For nearly half an hour, they attacked, the beating we were giving and receiving growing in speed, force, and complexity, until we moved in a blur. The scent of vamp blood, their blood, human sweat, testosterone, and big-cat musk-and-blood filled the space; faint lust pheromones added to the wonderful stench. We overwhelmed the air-conditioning, our body heat condensing on the door and windows. When I cheated, using momentum and the Gi tops, throwing one brother into the other, both men lost the tops, fighting bare chested. Which made Beast pant with delight. I took two hard punches, one to the face, before I got her back into the brawl.

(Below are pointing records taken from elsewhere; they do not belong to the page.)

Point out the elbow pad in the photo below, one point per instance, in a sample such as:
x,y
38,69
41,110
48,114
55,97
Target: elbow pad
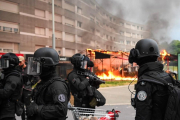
x,y
84,84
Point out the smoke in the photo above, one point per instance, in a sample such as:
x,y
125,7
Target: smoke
x,y
160,16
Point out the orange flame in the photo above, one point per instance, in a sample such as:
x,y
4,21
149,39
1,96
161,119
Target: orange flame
x,y
111,76
164,54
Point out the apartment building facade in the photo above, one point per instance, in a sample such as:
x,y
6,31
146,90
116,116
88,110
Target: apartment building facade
x,y
26,25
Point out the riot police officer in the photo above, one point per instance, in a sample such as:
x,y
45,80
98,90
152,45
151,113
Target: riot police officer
x,y
85,94
12,86
51,95
151,96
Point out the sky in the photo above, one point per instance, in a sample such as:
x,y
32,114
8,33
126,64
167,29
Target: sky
x,y
161,16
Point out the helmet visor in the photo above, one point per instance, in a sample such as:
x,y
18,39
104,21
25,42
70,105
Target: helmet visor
x,y
34,67
83,64
4,63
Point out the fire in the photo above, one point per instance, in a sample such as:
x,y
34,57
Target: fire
x,y
111,76
164,54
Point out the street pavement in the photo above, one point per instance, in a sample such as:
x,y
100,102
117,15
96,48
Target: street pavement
x,y
117,98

We fought hard, pulling no punches, and I gave as good as I took. It was painful, swift, and exactly what I needed, bruises, strains, sprains, blood on the mats, and all. When we were exhausted, sweating, and breathless, I heard a sound that pulled me out of the fight. The door to the fitness room closed with its soft whoosh.
I bounded out of Brandon’s fist-punch-range and into Brian’s space. Brian’s arm went around my waist, pulling me against his sweaty chest and abdomen, steadying us both, stopping the bout. Brandon whirled toward the door. We went still. Two of my security boys were inside the room, sitting on equipment, as if they had been there a while, dressed in workout clothes but looking lazy. Derek was standing in front of the door, his heels twelve inches apart, legs braced, hands clasped behind his back as if at Marine parade rest. He was dressed in baggy workout clothes. But his eyes were hard and predatory. Derek Lee was seriously ticked off.